Quote of the Day, a/k/a Interesting Times

Muslim leaders are well-advised to remain on good terms with Benedict XVI. Worse things await them. There are 100 million new Chinese Christians, and some of them speak of marching to Jerusalem – from the East. A website entitled Back to Jerusalem proclaims, “From the Great Wall of China through Central Asia along the silk roads, the Chinese house churches are called to preach the Gospel of Jesus Christ all the way back to Jerusalem.”

Spengler, The Pope, the President and Politics of Faith. As always with Spengler: RTWT.

Interesting if true. Spengler’s link to “Back to Jerusalem” does not work. Does anyone know about it?

UPDATE: Thanks to Eric Anondson for the correct link to the Back to Jerusalem site.
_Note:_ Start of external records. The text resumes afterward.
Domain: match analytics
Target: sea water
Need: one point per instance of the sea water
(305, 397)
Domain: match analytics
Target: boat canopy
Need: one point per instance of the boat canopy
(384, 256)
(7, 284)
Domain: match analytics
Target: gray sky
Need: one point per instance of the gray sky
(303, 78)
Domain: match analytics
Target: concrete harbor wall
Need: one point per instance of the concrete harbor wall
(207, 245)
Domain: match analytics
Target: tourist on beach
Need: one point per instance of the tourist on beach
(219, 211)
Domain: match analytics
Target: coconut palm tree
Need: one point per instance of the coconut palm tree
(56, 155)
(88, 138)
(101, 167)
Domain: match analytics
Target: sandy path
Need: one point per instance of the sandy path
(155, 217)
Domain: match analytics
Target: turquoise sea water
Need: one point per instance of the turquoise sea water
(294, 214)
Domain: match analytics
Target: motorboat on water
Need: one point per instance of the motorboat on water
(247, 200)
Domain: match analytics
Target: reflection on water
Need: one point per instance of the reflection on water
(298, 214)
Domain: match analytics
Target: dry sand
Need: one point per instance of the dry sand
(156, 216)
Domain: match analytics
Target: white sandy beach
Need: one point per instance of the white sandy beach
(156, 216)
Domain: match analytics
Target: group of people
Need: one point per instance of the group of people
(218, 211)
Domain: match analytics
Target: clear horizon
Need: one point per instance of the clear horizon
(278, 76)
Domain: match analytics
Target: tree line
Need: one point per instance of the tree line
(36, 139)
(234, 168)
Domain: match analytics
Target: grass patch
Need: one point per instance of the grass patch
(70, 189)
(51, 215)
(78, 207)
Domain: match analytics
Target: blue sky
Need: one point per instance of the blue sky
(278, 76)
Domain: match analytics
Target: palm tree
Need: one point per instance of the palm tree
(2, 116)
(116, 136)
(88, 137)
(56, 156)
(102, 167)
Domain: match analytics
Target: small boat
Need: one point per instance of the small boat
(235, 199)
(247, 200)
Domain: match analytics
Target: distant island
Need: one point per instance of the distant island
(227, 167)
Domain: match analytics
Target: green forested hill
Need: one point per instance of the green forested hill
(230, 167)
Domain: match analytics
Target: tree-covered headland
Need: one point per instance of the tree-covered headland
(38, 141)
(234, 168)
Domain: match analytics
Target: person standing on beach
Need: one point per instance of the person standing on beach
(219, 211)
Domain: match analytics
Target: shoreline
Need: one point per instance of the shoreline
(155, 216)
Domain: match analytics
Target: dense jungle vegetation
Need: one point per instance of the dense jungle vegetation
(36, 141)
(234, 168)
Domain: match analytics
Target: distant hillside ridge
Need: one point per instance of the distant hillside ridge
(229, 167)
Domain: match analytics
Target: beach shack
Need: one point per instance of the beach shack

10 thoughts on “Quote of the Day, a/k/a Interesting Times”

  1. To fix Spengler’s link, simply delete the “%20target=” from the address in the URL.

  2. From the site:
    “Back to Jerusalem is not some kind of end times theory. We have no plans to rush to Israel. Rather, BTJ refers to a call from God for the Chinese Church to preach the Gospel and establish fellowships of believers in all the countries, cities, towns, and ethnic groups between China and Jerusalem. This vision is no small task, for within those nations lay the three largest spiritual strongholds in the world today that have yet to be conquered by the Gospel: the giants of Islam, Buddhism, and Hinduism.”

  3. European imperialists used Christian proselytizing as a pretext for their own agenda.

    That the Chinese might do the same is a ridiculous conjecture…as ridiculous as today’s China would have seemed during the Cultural Revolution?

  4. “European imperialists used Christian proselytizing as a pretext for their own agenda.”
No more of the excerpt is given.